In an email to CSO, the company explained that "The section of the Michigan contract...refers to remote access software that is used in conjunction with ballot on demand printers – NOT vote tabulation products. ...The use of BOD Printers is the equivalent of jurisdictions sending ballot files directly to a local print shop to produce blank ballots. A BOD printer simply prints these ballots “on demand,” rather than requiring an election jurisdiction to wait for the ballots to be produced and shipped by a print shop.  BOD printers are NOT part of the end to end certified voting system configuration and are never connected to or have any communication with a certified voting system."

Attacking BOD printers could result in a denial of service attack that would interfere with the smooth running of an election, but would not in itself enable an attacker to modify vote totals — if, that is, the BOD printing system is indeed not connected to any other parts of their voting system.

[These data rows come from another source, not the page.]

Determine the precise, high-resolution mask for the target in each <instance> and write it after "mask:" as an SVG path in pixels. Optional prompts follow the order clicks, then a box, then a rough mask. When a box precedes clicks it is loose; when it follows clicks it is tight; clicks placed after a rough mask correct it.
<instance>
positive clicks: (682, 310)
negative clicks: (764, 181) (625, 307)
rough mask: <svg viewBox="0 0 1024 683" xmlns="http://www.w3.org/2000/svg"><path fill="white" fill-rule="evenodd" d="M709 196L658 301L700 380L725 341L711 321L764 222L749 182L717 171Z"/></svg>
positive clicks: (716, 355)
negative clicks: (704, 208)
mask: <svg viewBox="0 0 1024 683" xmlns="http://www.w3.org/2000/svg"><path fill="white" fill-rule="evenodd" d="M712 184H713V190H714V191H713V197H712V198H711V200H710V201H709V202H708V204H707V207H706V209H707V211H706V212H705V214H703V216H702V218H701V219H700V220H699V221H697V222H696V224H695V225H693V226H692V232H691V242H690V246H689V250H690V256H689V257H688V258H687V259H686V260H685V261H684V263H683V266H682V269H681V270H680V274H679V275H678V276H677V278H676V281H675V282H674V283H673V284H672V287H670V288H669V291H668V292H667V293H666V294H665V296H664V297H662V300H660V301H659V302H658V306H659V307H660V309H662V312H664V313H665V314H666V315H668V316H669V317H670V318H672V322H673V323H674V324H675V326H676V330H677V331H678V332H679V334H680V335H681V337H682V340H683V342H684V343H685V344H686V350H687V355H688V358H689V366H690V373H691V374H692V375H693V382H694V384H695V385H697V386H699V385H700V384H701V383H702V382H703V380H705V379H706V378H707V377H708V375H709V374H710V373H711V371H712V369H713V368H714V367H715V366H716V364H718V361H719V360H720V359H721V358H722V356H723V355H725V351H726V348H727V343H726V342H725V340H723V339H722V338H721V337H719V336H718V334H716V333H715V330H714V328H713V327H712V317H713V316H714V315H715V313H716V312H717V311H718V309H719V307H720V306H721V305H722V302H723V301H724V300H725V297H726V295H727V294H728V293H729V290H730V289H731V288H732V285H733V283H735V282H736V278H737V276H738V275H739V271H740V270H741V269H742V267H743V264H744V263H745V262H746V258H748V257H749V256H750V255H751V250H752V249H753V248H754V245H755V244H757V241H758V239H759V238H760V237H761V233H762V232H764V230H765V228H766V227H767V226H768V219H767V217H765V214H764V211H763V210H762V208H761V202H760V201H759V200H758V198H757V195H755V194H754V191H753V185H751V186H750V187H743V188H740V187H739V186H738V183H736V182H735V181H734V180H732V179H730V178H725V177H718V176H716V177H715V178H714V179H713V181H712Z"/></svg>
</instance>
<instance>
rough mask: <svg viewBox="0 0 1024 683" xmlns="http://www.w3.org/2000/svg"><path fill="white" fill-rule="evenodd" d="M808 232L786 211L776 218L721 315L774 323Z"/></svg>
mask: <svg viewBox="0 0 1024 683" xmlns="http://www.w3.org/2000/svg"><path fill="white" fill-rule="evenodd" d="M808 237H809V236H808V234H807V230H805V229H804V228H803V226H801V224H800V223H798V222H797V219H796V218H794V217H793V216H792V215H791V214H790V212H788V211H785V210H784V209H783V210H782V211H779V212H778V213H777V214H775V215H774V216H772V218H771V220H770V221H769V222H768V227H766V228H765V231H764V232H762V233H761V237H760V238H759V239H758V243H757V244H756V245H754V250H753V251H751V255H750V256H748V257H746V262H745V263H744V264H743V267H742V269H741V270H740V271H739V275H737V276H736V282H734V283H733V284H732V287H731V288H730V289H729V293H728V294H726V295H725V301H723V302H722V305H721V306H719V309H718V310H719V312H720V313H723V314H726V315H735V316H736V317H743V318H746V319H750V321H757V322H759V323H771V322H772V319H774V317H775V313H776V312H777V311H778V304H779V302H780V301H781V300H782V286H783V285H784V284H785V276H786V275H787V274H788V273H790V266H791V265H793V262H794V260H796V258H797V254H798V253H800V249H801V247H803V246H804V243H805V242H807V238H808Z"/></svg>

"You could mess with an election by forcing selective ballot printing failures or deliberate misprints," Jones wrote in an email. "This doesn't sound like a subtle attack, it would be likely to be noticed, and the paper ballots would be evidence. So an outside hacker attacking this system would create chaos, but you'd only be able to do it once."

Dominion Voting also offered voting officials a remote access option. According to this 2013 report for the Florida Department of State recommending use of Dominion's products, Dominion's Democracy Suite voting system included "an optional remote access service (RAS)".

When asked about the Florida test report, Dominion wrote in an email statement, "Dominion does not remote into any Florida customer site, nor is this a method by which we provide customer service."

Dominion did not respond to a follow-up question whether the company has ever used remote access software in the past, though it did say in an earlier email statement that “The EAC’s Voluntary Voting System Guidelines (VVSG) do not allow for voting systems to be tested or approved if they utilize remote access software.”

The EAC did not respond to CSO's requests for clarification.

Backdoors in voting machines are a bad idea

The same principle is at stake here as in the debate over encryption backdoors. The FBI wants to catch criminals, sure, but backdoors will always be discovered, and they will always be misused by malicious actors, given enough time and effort. This is a fundamental principle of cybersecurity.

Nation-state adversaries have the time, effort and resources to target voting machine vendors in order to gain access to voting machines and affect vote counts, or otherwise disrupt an election. If voting machine vendors offer remote access software, that turns the voting machine vendors themselves into targets. Third-party breach data make attacks on those vendors all the easier.